Beberapa saat kemudian suara ringkikan kuda terdengar. Arina mendongak, menajamkan pendengaran. Suaranya berasal dari balik tembok yang tinggi beberapa meter di depannya. Arina mendekat, membaca spanduk di atas dua daun pintu besi tertutup yang ada di sana. Tulisannya; Welcome to Zaganosh Stable.
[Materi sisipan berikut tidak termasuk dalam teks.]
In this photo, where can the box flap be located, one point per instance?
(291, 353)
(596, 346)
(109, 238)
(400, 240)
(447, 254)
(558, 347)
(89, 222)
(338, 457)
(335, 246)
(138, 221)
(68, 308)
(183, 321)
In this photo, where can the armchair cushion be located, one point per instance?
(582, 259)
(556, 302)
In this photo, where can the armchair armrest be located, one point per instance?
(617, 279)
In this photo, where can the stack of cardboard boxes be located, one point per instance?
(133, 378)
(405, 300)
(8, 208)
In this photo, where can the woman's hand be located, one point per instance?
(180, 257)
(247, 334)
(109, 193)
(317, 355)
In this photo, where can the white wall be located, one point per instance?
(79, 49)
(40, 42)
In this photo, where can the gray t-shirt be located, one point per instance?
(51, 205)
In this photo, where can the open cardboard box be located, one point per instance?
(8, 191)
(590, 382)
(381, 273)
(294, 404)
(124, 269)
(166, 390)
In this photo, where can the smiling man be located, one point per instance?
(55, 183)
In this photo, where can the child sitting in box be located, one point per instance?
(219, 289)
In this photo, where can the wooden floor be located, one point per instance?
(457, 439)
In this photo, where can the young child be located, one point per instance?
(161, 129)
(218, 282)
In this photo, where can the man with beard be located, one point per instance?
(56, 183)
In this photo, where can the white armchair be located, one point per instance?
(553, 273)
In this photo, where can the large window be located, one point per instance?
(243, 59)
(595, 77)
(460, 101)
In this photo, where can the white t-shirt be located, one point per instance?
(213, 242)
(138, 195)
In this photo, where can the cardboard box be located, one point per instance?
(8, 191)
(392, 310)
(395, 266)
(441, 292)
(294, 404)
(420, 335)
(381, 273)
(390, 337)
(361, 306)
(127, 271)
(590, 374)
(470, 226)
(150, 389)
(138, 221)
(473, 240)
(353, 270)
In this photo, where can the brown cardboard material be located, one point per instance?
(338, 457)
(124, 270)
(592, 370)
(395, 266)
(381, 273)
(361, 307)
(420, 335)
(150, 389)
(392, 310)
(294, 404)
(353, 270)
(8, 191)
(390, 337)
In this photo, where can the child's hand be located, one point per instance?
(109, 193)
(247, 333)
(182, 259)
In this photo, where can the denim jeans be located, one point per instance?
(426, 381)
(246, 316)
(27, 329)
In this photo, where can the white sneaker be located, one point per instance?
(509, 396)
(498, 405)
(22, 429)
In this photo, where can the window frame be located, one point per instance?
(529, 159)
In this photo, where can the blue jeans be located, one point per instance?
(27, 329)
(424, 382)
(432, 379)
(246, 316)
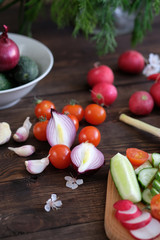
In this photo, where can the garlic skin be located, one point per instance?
(22, 132)
(5, 132)
(23, 151)
(37, 166)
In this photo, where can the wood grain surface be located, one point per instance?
(22, 195)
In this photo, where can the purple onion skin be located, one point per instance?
(9, 52)
(87, 172)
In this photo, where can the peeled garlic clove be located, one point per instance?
(22, 132)
(37, 166)
(23, 151)
(5, 132)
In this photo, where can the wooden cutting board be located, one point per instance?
(113, 228)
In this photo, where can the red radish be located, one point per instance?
(104, 94)
(131, 62)
(9, 52)
(138, 222)
(100, 74)
(155, 92)
(141, 103)
(150, 231)
(123, 204)
(131, 213)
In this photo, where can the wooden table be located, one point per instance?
(22, 195)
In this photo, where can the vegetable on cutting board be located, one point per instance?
(136, 156)
(124, 177)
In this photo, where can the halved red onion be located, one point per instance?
(60, 129)
(86, 157)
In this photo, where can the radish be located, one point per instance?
(131, 62)
(123, 204)
(150, 231)
(131, 213)
(141, 103)
(99, 74)
(155, 92)
(138, 222)
(104, 94)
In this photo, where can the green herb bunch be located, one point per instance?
(86, 16)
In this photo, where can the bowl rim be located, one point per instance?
(39, 77)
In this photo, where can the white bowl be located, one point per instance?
(37, 52)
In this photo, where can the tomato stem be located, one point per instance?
(140, 125)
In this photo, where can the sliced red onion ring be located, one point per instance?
(86, 157)
(60, 129)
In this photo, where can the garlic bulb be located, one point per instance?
(23, 151)
(5, 132)
(37, 166)
(22, 132)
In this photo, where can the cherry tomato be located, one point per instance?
(75, 120)
(90, 134)
(74, 109)
(155, 206)
(94, 114)
(136, 156)
(43, 109)
(39, 130)
(59, 156)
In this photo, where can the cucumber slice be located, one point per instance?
(146, 175)
(144, 165)
(154, 191)
(156, 185)
(155, 159)
(157, 176)
(124, 177)
(146, 196)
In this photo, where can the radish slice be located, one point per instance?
(133, 212)
(138, 222)
(123, 205)
(150, 231)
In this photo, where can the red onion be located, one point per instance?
(60, 129)
(9, 52)
(86, 157)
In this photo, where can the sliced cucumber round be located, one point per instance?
(124, 178)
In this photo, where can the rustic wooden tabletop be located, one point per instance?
(22, 195)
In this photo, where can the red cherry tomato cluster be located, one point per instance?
(94, 114)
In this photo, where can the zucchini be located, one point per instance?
(124, 177)
(156, 185)
(154, 191)
(146, 196)
(155, 159)
(146, 175)
(144, 165)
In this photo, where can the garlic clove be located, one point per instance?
(37, 166)
(23, 151)
(5, 132)
(22, 132)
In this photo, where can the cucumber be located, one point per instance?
(144, 165)
(154, 191)
(124, 177)
(157, 176)
(146, 175)
(155, 159)
(147, 196)
(156, 185)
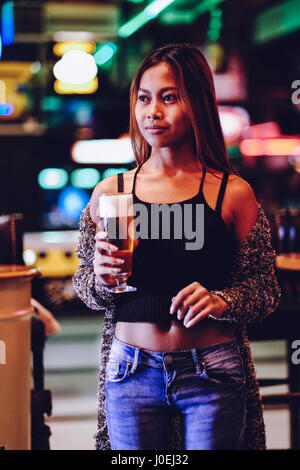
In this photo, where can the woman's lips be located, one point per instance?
(156, 131)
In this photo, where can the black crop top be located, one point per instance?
(162, 266)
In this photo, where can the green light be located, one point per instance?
(113, 171)
(177, 17)
(105, 53)
(85, 178)
(206, 5)
(277, 21)
(53, 178)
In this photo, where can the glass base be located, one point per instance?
(121, 289)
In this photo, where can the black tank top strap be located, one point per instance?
(120, 183)
(134, 178)
(202, 180)
(221, 193)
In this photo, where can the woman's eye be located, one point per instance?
(141, 97)
(168, 96)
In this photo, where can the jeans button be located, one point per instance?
(168, 359)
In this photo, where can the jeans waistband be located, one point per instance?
(135, 354)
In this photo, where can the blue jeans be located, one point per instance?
(144, 389)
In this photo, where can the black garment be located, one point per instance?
(161, 267)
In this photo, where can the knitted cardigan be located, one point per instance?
(252, 294)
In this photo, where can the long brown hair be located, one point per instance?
(197, 94)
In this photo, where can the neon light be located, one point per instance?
(150, 12)
(106, 151)
(7, 23)
(156, 7)
(75, 67)
(270, 147)
(53, 178)
(85, 178)
(84, 88)
(35, 67)
(6, 109)
(61, 48)
(105, 53)
(277, 21)
(29, 257)
(2, 92)
(71, 201)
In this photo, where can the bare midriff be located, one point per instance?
(157, 337)
(154, 336)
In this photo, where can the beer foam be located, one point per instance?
(115, 205)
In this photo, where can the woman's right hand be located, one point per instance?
(105, 265)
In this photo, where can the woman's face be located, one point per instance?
(158, 104)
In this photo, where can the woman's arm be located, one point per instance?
(253, 291)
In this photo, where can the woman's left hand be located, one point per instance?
(195, 302)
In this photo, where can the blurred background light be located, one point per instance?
(73, 36)
(6, 109)
(7, 23)
(29, 257)
(71, 202)
(75, 67)
(84, 88)
(53, 178)
(107, 151)
(85, 178)
(105, 53)
(35, 67)
(61, 48)
(271, 147)
(150, 12)
(233, 120)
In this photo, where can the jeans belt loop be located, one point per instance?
(198, 364)
(135, 360)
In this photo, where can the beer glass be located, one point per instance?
(116, 213)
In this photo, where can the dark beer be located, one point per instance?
(116, 212)
(121, 234)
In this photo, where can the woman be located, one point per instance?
(179, 352)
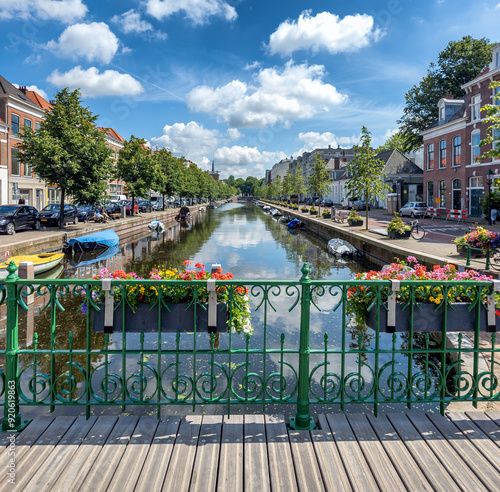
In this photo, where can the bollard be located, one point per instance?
(27, 271)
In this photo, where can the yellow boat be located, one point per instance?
(42, 262)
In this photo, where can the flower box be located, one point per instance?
(178, 317)
(427, 318)
(398, 235)
(354, 223)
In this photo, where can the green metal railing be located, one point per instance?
(306, 347)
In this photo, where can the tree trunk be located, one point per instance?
(61, 209)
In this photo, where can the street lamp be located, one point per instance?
(489, 180)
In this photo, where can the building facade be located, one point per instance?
(455, 169)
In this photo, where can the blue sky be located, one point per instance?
(244, 82)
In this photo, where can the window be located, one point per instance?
(442, 153)
(457, 150)
(430, 193)
(14, 122)
(476, 150)
(475, 107)
(16, 167)
(430, 156)
(442, 194)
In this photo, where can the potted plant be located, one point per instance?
(354, 219)
(397, 229)
(137, 305)
(425, 304)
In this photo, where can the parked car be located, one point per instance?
(144, 205)
(128, 207)
(413, 209)
(15, 217)
(85, 212)
(50, 215)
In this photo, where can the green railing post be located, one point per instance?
(303, 419)
(11, 415)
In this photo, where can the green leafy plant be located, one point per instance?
(397, 225)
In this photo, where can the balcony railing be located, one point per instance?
(306, 347)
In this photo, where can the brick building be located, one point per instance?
(454, 177)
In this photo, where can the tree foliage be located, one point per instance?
(69, 151)
(137, 168)
(457, 64)
(366, 173)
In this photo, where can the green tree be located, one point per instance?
(69, 151)
(457, 64)
(318, 181)
(492, 119)
(366, 173)
(298, 182)
(137, 168)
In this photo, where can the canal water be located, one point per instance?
(252, 246)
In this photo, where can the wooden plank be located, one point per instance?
(382, 468)
(75, 472)
(34, 458)
(330, 464)
(461, 473)
(477, 437)
(206, 465)
(481, 467)
(357, 468)
(231, 455)
(408, 470)
(181, 462)
(306, 465)
(61, 455)
(256, 461)
(281, 463)
(156, 463)
(429, 464)
(130, 467)
(486, 424)
(100, 474)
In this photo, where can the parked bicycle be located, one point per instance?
(417, 231)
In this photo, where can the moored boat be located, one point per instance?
(41, 262)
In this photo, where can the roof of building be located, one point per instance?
(7, 89)
(39, 100)
(396, 163)
(112, 133)
(460, 112)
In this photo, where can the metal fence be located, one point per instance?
(64, 347)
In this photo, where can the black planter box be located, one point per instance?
(398, 235)
(354, 223)
(179, 317)
(428, 319)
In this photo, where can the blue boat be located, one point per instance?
(91, 242)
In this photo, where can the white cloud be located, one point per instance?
(316, 140)
(93, 41)
(197, 10)
(35, 89)
(131, 22)
(244, 161)
(66, 11)
(293, 93)
(94, 84)
(234, 134)
(324, 31)
(192, 141)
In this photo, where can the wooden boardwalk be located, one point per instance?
(413, 451)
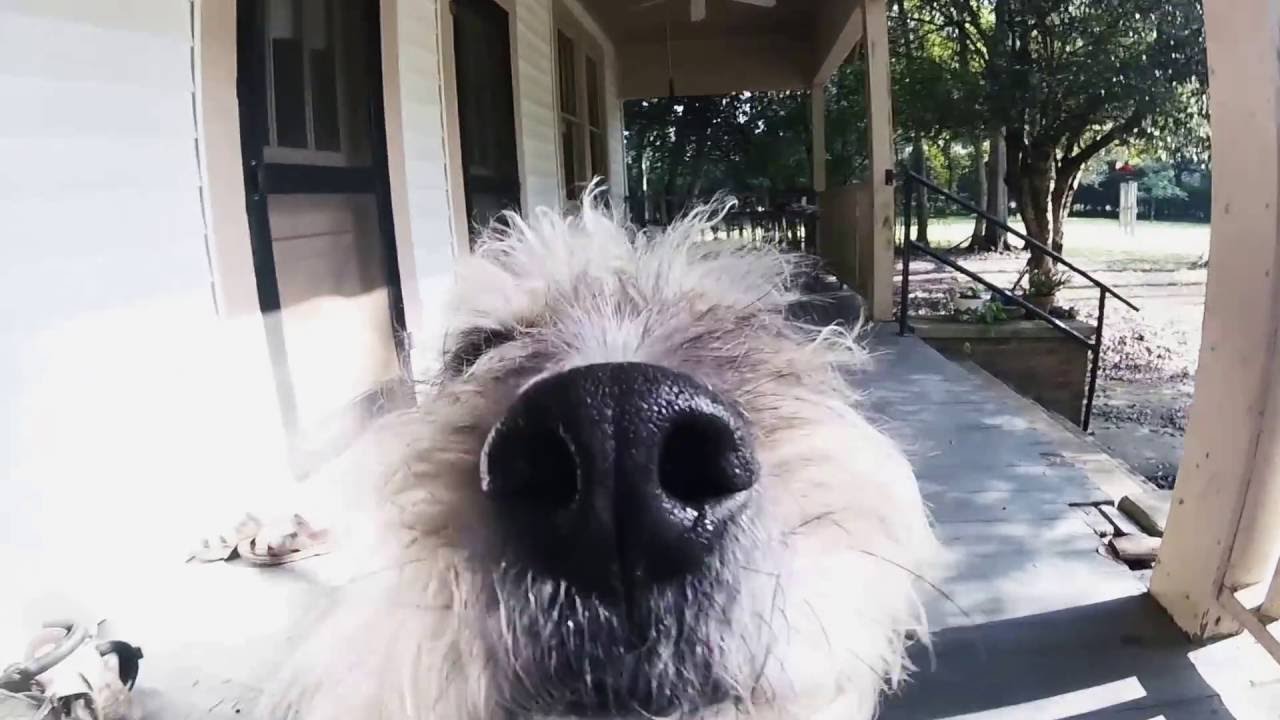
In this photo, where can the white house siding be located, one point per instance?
(429, 232)
(535, 87)
(126, 406)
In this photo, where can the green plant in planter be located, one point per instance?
(1046, 283)
(991, 313)
(988, 314)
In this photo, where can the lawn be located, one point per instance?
(1148, 356)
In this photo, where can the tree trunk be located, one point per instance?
(949, 158)
(1034, 187)
(997, 192)
(1065, 182)
(979, 169)
(922, 195)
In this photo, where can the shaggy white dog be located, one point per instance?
(636, 490)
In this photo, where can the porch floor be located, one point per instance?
(1034, 621)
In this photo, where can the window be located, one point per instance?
(571, 124)
(581, 115)
(302, 59)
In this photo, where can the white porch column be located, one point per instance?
(878, 254)
(1223, 529)
(818, 128)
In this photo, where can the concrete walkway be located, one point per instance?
(1029, 619)
(1033, 624)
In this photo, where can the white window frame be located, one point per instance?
(581, 124)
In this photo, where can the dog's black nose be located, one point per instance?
(617, 477)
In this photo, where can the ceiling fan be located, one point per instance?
(698, 8)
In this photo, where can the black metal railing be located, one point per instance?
(1095, 346)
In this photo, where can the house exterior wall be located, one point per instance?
(423, 196)
(126, 402)
(131, 347)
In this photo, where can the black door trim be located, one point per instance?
(278, 178)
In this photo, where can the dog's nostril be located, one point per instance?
(703, 459)
(535, 468)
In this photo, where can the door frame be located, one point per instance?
(261, 178)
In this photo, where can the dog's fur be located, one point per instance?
(808, 609)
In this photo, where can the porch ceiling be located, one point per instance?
(739, 46)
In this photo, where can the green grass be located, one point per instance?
(1098, 240)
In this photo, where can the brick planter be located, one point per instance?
(1027, 355)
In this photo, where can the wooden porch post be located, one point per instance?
(1223, 528)
(818, 128)
(878, 255)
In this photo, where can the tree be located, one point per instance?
(1082, 76)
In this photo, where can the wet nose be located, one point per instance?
(620, 475)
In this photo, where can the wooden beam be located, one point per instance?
(877, 251)
(1225, 515)
(833, 53)
(818, 130)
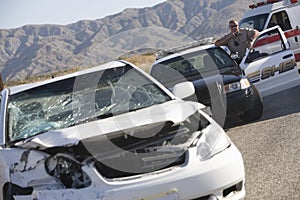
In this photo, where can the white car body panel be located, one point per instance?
(26, 163)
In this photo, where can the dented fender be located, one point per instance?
(26, 169)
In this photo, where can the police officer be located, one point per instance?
(238, 40)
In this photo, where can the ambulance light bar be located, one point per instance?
(252, 6)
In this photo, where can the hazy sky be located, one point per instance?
(16, 13)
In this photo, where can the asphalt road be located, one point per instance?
(271, 148)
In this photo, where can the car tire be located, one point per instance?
(256, 111)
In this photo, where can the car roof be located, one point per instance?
(184, 52)
(21, 88)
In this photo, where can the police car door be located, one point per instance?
(270, 64)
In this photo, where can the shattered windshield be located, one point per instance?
(80, 99)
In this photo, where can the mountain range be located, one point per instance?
(33, 50)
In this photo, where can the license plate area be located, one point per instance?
(169, 195)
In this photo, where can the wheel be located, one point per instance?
(256, 111)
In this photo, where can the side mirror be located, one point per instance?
(184, 89)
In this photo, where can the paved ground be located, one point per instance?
(271, 148)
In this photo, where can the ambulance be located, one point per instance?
(269, 13)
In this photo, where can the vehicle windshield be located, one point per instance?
(256, 22)
(74, 101)
(191, 66)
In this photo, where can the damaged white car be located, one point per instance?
(113, 132)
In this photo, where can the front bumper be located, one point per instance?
(221, 176)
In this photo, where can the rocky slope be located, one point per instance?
(38, 49)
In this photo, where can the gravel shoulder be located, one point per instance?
(271, 148)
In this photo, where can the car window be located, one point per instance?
(191, 65)
(281, 19)
(256, 22)
(267, 44)
(73, 101)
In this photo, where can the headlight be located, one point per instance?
(243, 84)
(68, 171)
(212, 141)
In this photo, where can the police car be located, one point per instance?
(270, 63)
(266, 14)
(218, 80)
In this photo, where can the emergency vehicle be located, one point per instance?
(269, 13)
(270, 63)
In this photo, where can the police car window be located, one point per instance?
(281, 19)
(266, 45)
(256, 22)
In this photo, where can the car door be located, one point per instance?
(270, 64)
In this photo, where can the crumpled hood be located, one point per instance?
(175, 111)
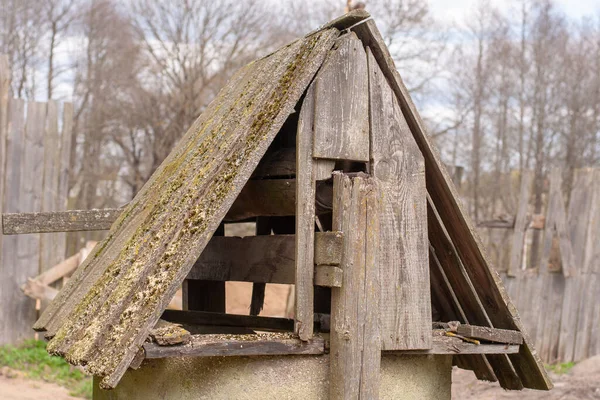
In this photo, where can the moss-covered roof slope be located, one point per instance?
(103, 315)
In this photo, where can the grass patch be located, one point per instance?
(559, 369)
(31, 358)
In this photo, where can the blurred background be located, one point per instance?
(509, 90)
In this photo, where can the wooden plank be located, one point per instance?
(397, 163)
(168, 224)
(490, 334)
(305, 218)
(328, 276)
(372, 341)
(441, 189)
(456, 346)
(441, 290)
(220, 319)
(235, 258)
(66, 221)
(517, 248)
(238, 345)
(341, 122)
(355, 339)
(9, 285)
(466, 293)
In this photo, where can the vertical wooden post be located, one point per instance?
(4, 291)
(398, 165)
(579, 207)
(64, 162)
(263, 227)
(355, 337)
(49, 252)
(4, 90)
(199, 295)
(305, 219)
(516, 253)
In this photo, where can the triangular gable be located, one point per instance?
(444, 197)
(104, 313)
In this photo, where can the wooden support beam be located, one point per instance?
(442, 288)
(61, 221)
(328, 276)
(263, 227)
(456, 346)
(238, 345)
(490, 334)
(205, 295)
(235, 258)
(355, 335)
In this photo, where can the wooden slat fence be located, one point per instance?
(35, 141)
(559, 300)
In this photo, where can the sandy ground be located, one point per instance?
(14, 387)
(582, 383)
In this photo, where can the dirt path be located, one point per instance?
(14, 387)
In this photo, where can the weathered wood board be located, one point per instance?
(355, 353)
(305, 218)
(397, 163)
(264, 259)
(466, 294)
(246, 345)
(460, 228)
(133, 274)
(341, 120)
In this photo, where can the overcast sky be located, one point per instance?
(456, 9)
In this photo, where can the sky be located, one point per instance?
(455, 9)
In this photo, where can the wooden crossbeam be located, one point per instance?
(235, 258)
(321, 321)
(268, 197)
(287, 344)
(238, 345)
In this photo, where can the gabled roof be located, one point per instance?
(103, 315)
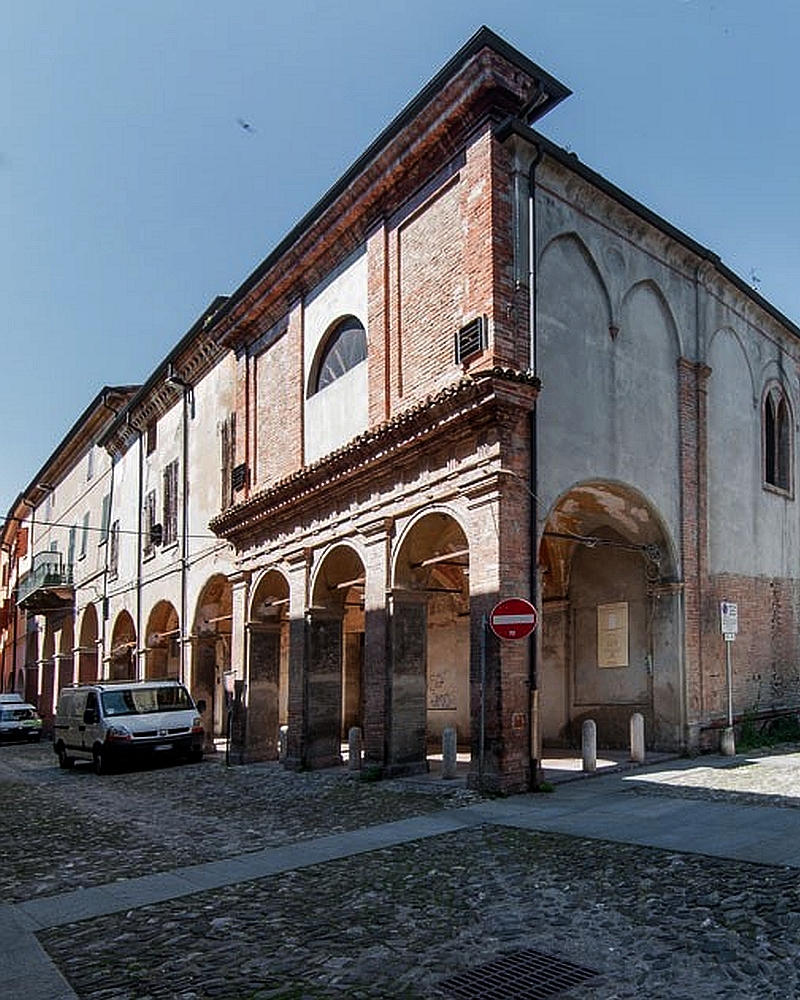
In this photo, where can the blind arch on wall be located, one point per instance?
(342, 348)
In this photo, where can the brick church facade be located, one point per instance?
(477, 370)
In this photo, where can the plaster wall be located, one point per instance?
(752, 529)
(612, 318)
(337, 413)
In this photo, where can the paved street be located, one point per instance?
(678, 879)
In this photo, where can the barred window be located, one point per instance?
(344, 347)
(113, 551)
(777, 435)
(150, 524)
(171, 503)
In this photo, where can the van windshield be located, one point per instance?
(141, 701)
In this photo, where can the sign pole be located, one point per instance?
(729, 678)
(729, 622)
(482, 743)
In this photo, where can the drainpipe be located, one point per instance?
(535, 648)
(185, 631)
(140, 639)
(187, 391)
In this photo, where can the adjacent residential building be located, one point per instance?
(475, 370)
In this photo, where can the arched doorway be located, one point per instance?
(212, 653)
(609, 634)
(163, 656)
(430, 630)
(87, 646)
(335, 655)
(123, 645)
(268, 686)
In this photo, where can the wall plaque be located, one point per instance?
(612, 635)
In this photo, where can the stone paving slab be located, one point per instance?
(615, 873)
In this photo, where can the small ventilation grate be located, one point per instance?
(239, 478)
(523, 975)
Pantas saja!
"Blue, ada stable di sana." Arina berseru sembari menunjuk spanduk yang ia baca tadi. "Aku yakin orang itu ada di sana, Blue."
"Ayo ke sana."
Biru melangkah duluan, disusul Arina di belakangnya. Setelah sampai di depan pintu besi tadi, Biru langsung mengetuknya. Bukan mengetuk sih. Lebih tepatnya menggedor. Masalahnya tidak ada bunyi yang keras jika pintu besi di depan mereka hanya diketuk.
"Apa ada orang di dalam?!" seru Biru, masih dengan kegiatan menggedor pintu besi di depannya. Ini sudah kedua kalinya Biru berteriak memanggil orang dari dalam sana, tapi sama sekali tidak ada jawaban.
"Tolong buka atau bakal kudobrak," ancam Biru. Arina memberi tatapan mengejek mendengarnya. Sok-sokan, pikirnya. Mana kuat Biru dobrak pintu besi.
"Kamu cuma gertak, Blue. Mana mungkin kamu bisa dobrak pintu besi," ejek Arina.
"Yang penting orangnya takut."
Tepat setelah Biru selesai berbicara, salah satu daun pintu besi tadi terbuka. Seorang gadis keluar. Gadis itu mengangkat busur panah serta menarik anak panahnya ke arah Arina dan Biru. Arina langsung mengangkat tangan ke atas. Jantungnya berdegup kencang, sama seperti Biru. Jika begini caranya, bukan gadis di depan mereka yang takut gara-gara ancaman Biru tadi, melainkan Arina dan Biru sendiri.